Score:0

Errors mounting Windows share (cifs) with pam_mount

cn flag
ZDV

I have an Ubuntu 21.10 pc joined to a Samba AD domain controller. Everything is working absolutely fine - Kerberos is working (can get tickets with kinit), winbind is working (can get info abount users and groups), I am able to log in to the system with domain credentials.

And mounting shares manually also works, both with Kerberos and ntlmssp authorization:

sudo mount -t cifs //server/path /mount/point -o username=USER,domain=DOMAIN,sec=ntlmssp
sudo mount -t cifs //server/path /mount/point -o username=USER,domain=DOMAIN,sec=krb5

Setting username like username=USER@DOMAIN works too.
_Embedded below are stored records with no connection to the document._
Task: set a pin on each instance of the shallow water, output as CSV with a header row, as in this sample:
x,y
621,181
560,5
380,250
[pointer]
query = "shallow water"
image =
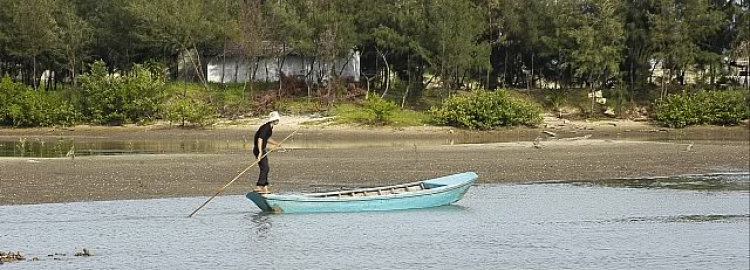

The problem is I can't get pam_mount to work when a user logs in via gnome!

Using krb5 in pam_mount.conf.xml like this

<volume
      fstype="cifs"
      server="server"
      path="path"
      mountpoint="mount/point"
      options="sec=krb5"
  />

Gives an error in auth.conf

(mount.c:72): mount error(126): Required key not available

Using ntlmssp in pam_mount.conf.xml like this

<volume
      fstype="cifs"
      server="server"
      path="path"
      mountpoint="mount/point"
      options="sec=ntlmssp"
  />

Gives a different error in auth.conf

(pam_mount.c:173): conv->conv(...): Conversation error 

After enabling debugging in pam_mount I can also see the exact mount command it is executing in auth.log and it is identical to the ones above which work, when I run them manually.

I've tried the following:

  • played with mount options in different combinations: vers=3.0, _netdev,user,sec
  • forced Kerberos to store tickets in files in /tmp/krb5cc_%u with pam_winbind config
  • read a ton of forums

Any ideas?

Score:0
cn flag
ZDV

I finally figured it out. Here is a working pam_mount volume configuration:

<volume sgrp="DOMAIN\domain users" fstype="cifs" server="my.server.com" path="path/to/share" mountpoint="/mount/point" options="sec=krb5,cruid=%(USERUID),noexec,rw,nofail" />

The crucial requirements appeared to be:

  • server domain name. Kerberos can't issue tickets for ips, so you have to specify a domain name.
  • cruid=%(USERUID) option. Mount is executed as root and by default it is looking for a ticket file that belongs to root, so we have to set the user id of the actual ticket owner.
  • sgrp="DOMAIN\domain users" attribute. pam_mount runs on every new auth session including system users like gdm. Once got a failed login attempt mounting the share, it seems to be caching it and failing even for an authorized user. So we need to explicitly define users for whom we want the share to be mounted. It can be done with a number of user control attributes available in pam_mount.